Monetization Reset: Killing the Token Economy

Decision
By the time I scoped the monetization reset, NovelFlame had 0 paying users and a billing model that competitor reviews (rival AI-fiction apps) named as the category's top complaint: counting currency per segment, image, and video instead of a plain subscription. I made the call to remove CCBill entirely and kill the user-facing token system rather than keep patching it, replacing both with a flat Stripe subscription plus Apple IAP for the iOS app.
What broke
The billing UI advertised the paid tier as unlimited while the code silently deducted tokens from subscribers on every generation and every image, a bait-and-switch that would have generated refunds and 1-star reviews the moment anyone subscribed. CCBill's compliance surface (refunds, chargebacks, admin purchase monitoring, a full webhook) was fully built and tested but was solving for a payment processor the product no longer needed once the content stayed PG-13.
How I measured it
The token rip-out ran as a tracked 4-PR arc with a verified impact matrix, and a follow-up sweep caught 6 dead operator scripts plus a staging seed script that had been silently failing for days because continue-on-error: true in the CI workflow masked the crash.
How I fixed it
CCBill's config, service, webhook handler, and 16 test files came out in a single dedicated removal PR, with the payment-provider schema columns deliberately preserved rather than dropped so the historical record survives.
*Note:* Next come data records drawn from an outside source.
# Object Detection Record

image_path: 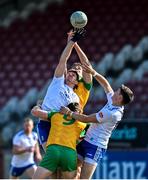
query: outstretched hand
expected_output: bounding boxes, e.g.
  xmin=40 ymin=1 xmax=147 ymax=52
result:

NovelFlame Plus now bills through Stripe on web ($8.99/mo or $69.99/yr) and Apple IAP on iOS, with no token, credit, or gem counter visible anywhere in the product.

AI Safety & Trust

2-Layer Content-Safety Filter

Decision
Every AI-generated story, chat message, and image prompt needed a safety gate before it reaches a reader, so I built a hybrid filter instead of relying only on the upstream models' own guardrails: the OpenAI Moderation API as the primary classifier, plus custom keyword and pattern rules for platform-specific categories the moderation API doesn't cover.
What broke
The upstream AI providers already run their own content safety, but those thresholds can change without notice and differ by provider, so a filter that only trusted a model's refusal behavior had no way to catch a policy gap consistently across every provider.
How I measured it
Set explicit target rates instead of a pass/fail gut check: 100% of explicit prohibited prompts blocked pre-generation, under 1% false-positive rate on legitimate content, and 95%+ catch rate on common evasion techniques like leetspeak and unicode substitution, each checked against a dedicated test set.
How I fixed it
Filter actions use a tiered response: a hard block with no override for the highest-risk category, and a soft warning with a suggested rephrase for lower-risk categories. Every action logs a content hash, the rule matched, and the outcome for audit purposes, and a user-facing report button files straight to GitHub Issues, so a solo operator with no admin dashboard still has a working review queue.